"Have you thought about writing your family history, but found yourself stuck from the start? Writing a family narrative can be a daunting task, but Karen Jones Gowen found a way to bring her mother's story to life." (Homespun Magazine)

Saturday, April 10, 2010

Collect, Organize, Write or is it Collect, Write & Organize?

The first step to writing a memoir is to collect data-- memories, photographs, letters, journals. Gather and collect hard copies from anyone you know who might have such material in their possession. If they don't want to part with it, you can ask for copies. Old photos can now be scanned into the computer and copies made nearly as good as the original. The elusive and frustrating task of collecting memories that exist only in the mind of another can put anyone off, but there are ways to unlock that memory bank despite obstacles. I'll post more on that later.

Uncut Diamonds, my semi-autobiographical novel, came from my huge collection of personal journals. These contained memories, incidents, even the weather, which I weaved into the story, making stuff up as I went along. (Too much is fictionalized to call it a memoir.)

Farm Girl
came from two basic sources. 1) The memories of my mother, sharp and clear, as she talked and I typed on my laptop. 2) The written stories and reflections of my grandmother who was a writer as well as an artist and photographer.

Collections already exist in some form, and it's up to the writer (who in folklore terminology is called the "collector") to find and gather. Sounds simple and obvious, I know, but sometime it is the obvious things that escape us. Writing will come later. First comes gather and collect. Go through your closets and files, and gather the data all in one place. Call up relatives and see who has what and is willing to part with it, or at least share. Older people especially are often eager to talk about the past, and to share their memories and photos.


  1. Oh I love hearing older folk (not just my relations!)talking and showing me physical treasured memories, from photo albums to scars to memorabilia. My neighbours are mainly elderly and they have lived incredible lives - I mean through wars and world-wide travels and many relationships shifts.

    Absolutely fascinating stuff and such raw material for inspirations too.

    Take care

  2. Very interesting post, your mother and grandmother sound remarkable. You are making me curious about some stories in my past, wondering whether to seek them out and make a story out of them.

  3. Yes, such an interesting thing to do - we all have these memories, half-forgotten family stories, remarkable people and events in our family history. Your Farm Girl is a beautiful story, Karen, and you got me interested in my own story again... Wait, I`ll write you a mail!

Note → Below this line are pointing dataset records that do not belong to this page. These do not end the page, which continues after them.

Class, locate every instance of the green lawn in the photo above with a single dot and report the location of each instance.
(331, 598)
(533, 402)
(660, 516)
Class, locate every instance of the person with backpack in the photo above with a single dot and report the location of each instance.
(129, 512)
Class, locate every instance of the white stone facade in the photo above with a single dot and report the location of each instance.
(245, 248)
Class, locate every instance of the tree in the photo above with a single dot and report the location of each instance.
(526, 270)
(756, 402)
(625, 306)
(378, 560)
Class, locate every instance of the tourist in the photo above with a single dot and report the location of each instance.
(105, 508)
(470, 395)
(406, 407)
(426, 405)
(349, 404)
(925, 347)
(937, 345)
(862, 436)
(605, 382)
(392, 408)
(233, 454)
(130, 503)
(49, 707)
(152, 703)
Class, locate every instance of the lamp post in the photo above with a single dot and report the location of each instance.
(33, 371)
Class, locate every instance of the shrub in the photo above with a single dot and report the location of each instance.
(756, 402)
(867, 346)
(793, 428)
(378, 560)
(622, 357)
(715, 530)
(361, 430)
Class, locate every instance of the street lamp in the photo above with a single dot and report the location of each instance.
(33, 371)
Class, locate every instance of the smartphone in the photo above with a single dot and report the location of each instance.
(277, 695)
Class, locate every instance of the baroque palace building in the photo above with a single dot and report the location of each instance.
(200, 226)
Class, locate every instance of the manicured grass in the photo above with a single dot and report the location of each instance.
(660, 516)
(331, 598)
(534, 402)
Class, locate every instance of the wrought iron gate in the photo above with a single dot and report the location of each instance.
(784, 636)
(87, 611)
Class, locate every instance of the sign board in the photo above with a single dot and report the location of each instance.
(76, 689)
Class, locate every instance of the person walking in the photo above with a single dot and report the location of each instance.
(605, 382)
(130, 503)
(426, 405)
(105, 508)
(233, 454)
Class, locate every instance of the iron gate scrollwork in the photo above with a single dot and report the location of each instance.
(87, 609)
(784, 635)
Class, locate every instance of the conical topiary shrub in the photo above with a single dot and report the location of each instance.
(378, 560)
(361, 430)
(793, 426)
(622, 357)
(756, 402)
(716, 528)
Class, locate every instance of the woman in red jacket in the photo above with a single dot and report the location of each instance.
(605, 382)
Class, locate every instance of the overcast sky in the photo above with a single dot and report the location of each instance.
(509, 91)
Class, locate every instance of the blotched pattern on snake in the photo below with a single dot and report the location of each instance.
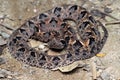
(79, 42)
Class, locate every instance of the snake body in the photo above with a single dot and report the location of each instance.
(79, 42)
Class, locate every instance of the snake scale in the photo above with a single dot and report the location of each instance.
(79, 42)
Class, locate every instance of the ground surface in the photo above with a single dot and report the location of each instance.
(14, 12)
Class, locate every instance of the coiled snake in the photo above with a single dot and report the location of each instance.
(79, 42)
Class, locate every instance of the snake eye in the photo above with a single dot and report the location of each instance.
(56, 60)
(22, 30)
(72, 9)
(32, 54)
(14, 40)
(77, 45)
(84, 25)
(21, 49)
(82, 14)
(42, 16)
(92, 41)
(57, 11)
(92, 19)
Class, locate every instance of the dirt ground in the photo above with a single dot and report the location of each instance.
(14, 12)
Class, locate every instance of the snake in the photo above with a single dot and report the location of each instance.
(53, 27)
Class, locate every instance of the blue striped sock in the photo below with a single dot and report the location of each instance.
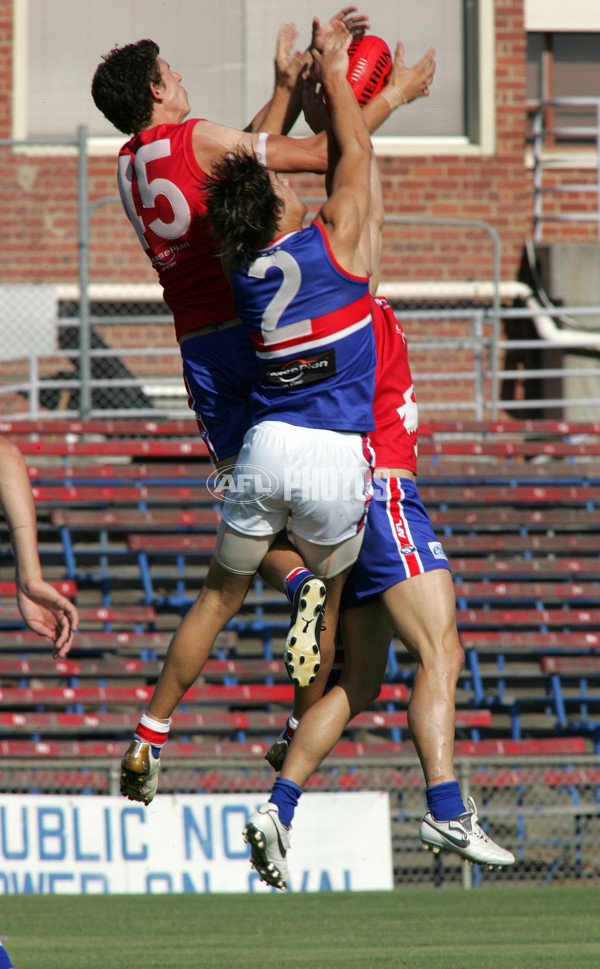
(444, 800)
(293, 579)
(285, 795)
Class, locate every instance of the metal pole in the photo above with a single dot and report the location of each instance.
(84, 308)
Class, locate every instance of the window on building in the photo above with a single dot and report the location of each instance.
(225, 55)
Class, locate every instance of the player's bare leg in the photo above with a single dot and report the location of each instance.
(219, 600)
(423, 615)
(367, 635)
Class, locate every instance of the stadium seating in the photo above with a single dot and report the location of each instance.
(127, 523)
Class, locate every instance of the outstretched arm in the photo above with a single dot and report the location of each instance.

  4. Old Kitty, I bet they love you for listening too! Are you taking notes lol?

    Brigid, These past stories make wonderful fodder for the writing pen. Think Angela's Ashes, such a brilliant memoir of an Irish family, and one of my favorite books of all time.

    Angela, enjoyed your email. I certainly hope you can write your stories! Thanks for visiting my new blog!

  5. And start asking *now*! There are so many things I should have sat down with both my grandmothers and talked about, and I never got the chance...

  6. To Old Kitty, one of my followers too: Your comment starts a bell ringing in my head that excites me. Growing up, I loved visiting and listening to "older" people. And now I'm one of the "older" ones with probably fascinating stories too. I hate to think of myself as "elderly" but suspect I'm there, though I just missed the Great Depression, having been born in 1940. What's the timeframe for elderly? 70 to 100? But definitely I now have the "raw materials" I need for writing. I just have to maintain the energy to do it!!! Would you ditto this, Karen? What a great site you've created here. Old photos and stories will interest our grandchildren when they grow old enough to appreciate them, and we shouldn't wait until too long to get all this together. My 88 year old mother (who died at 97) said, "You should have gotten me when I was younger." But when she was younger she didn't want to talk about her childhood!! There were sad things in her life, but I wish I had MADE her talk more--and ignored her cantankerousness. But I did get a lot, and she saved all her childhood photos and even wrote a detailed account of her 1939 honeymoon. Great stuff!! I'm so glad I have it. Yes, Brigid. As Karen said, past stories are a goldmine for a writer. DO seek them out!!